Bathynomus yucatanensis was jointly published as a new species of Bathynomus in 2022 by Dr. Ming-Chih Huang, Associate Professor at the National University of Tainan Department of Biological Sciences and Technology, Taiwan (ROC), Dr. Tadashi Kawai, President of the International Association of Astacology, and Nile L. Bruce, Honorary Researcher of invertebrates at the Queensland Museum of Australia.

== Discovery ==
Bathynomus yucatanensis was discovered in the Gulf of Mexico and was initially identified as a larger relative, Bathynomus giganteus. The specimen was preserved at Japan’s Enoshima Aquarium, and was later acquired by Dr. Ming-Chih Huang of National University of Tainan’s Department of Biological Sciences and Technology for identification and comparison purposes. During the process, the two specimens were found to be morphologically distinctive from each other. The nucleotide sequences of two genes, the COI (cytochrome c oxidase subunit 1) and 16S rRNA, were used to compare the two specimens through molecular biotechnology.
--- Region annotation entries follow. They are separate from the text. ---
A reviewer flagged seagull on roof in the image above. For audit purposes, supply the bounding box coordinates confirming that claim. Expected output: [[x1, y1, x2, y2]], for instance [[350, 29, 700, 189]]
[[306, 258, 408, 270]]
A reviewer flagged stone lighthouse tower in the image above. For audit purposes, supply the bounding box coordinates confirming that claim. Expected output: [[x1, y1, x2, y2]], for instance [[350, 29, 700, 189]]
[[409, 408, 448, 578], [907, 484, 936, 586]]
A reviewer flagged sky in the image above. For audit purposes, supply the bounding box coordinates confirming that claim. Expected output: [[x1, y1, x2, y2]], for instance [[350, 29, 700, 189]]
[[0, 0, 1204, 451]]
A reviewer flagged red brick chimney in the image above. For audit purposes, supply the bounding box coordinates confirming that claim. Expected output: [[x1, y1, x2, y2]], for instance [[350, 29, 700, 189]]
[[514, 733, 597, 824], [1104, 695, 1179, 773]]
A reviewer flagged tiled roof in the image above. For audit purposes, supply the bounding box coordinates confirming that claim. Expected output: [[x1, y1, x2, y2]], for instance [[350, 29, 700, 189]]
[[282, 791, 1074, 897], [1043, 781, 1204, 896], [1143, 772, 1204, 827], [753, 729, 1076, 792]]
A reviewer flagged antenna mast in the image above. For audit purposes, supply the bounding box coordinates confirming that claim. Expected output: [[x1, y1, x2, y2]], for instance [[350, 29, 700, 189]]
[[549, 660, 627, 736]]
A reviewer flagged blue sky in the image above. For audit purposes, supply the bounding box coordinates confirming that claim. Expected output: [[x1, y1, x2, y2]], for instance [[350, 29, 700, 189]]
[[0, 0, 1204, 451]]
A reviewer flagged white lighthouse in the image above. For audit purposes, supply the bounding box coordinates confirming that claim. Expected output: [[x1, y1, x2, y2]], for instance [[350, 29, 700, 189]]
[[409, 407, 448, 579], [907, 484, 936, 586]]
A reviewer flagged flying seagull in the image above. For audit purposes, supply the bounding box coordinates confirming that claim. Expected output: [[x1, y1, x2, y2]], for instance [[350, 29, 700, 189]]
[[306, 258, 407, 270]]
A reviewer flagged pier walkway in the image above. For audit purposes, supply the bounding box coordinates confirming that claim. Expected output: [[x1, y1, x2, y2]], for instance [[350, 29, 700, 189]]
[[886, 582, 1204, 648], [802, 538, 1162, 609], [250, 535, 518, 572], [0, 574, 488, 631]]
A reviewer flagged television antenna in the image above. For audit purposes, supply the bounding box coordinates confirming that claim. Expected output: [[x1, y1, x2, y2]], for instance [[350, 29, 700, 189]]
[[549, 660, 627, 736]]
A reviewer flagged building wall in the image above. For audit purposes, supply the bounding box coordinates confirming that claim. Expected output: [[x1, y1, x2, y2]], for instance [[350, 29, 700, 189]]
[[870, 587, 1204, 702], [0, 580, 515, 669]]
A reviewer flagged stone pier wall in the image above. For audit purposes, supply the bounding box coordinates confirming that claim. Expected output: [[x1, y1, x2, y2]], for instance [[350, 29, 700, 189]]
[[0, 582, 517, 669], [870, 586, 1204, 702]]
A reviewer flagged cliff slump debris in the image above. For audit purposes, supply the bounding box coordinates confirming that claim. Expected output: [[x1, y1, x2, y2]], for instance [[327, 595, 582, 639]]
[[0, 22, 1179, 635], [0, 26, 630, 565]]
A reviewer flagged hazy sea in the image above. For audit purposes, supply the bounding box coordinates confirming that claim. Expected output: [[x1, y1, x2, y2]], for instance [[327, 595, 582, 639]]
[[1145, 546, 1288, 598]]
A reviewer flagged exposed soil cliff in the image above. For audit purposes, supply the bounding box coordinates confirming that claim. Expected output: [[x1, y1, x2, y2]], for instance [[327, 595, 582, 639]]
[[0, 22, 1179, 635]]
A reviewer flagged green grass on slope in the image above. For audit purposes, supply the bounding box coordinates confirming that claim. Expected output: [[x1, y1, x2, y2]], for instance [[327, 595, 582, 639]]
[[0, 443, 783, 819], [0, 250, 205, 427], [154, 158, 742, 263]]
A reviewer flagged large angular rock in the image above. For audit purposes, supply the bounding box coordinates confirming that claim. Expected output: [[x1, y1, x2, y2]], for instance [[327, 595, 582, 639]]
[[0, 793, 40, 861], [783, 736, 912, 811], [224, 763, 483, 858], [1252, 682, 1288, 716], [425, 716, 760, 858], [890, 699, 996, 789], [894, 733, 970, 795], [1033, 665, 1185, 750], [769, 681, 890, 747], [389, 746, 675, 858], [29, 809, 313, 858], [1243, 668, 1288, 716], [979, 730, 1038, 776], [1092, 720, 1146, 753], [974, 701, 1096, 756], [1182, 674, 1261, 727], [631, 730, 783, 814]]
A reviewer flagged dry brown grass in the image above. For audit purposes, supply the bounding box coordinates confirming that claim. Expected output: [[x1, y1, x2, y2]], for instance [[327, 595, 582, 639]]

The specimen was later confirmed as a new species after being peer-reviewed and jointly-identified by Dr. Tadashi Kawai, President of the International Association of Astacology, and Nile L. Bruce, Honorary Researcher of invertebrates at the Queensland Museum of Australia. The specimen was named after the location of its original discovery, the Yucatán Peninsula of the Gulf of Mexico. This species is the third deep-sea isopod to be found in the Gulf of Mexico; the other two were the Bathynomus giganteus discovered in 1879, and the Bathynomus maxeyorum published in 2016. The researchers hypothesized that there may yet be further undiscovered species living in the Gulf of Mexico.

== Morphological Features ==
Bathynomus yucatanensis is about 10 in in length and 5 in in width.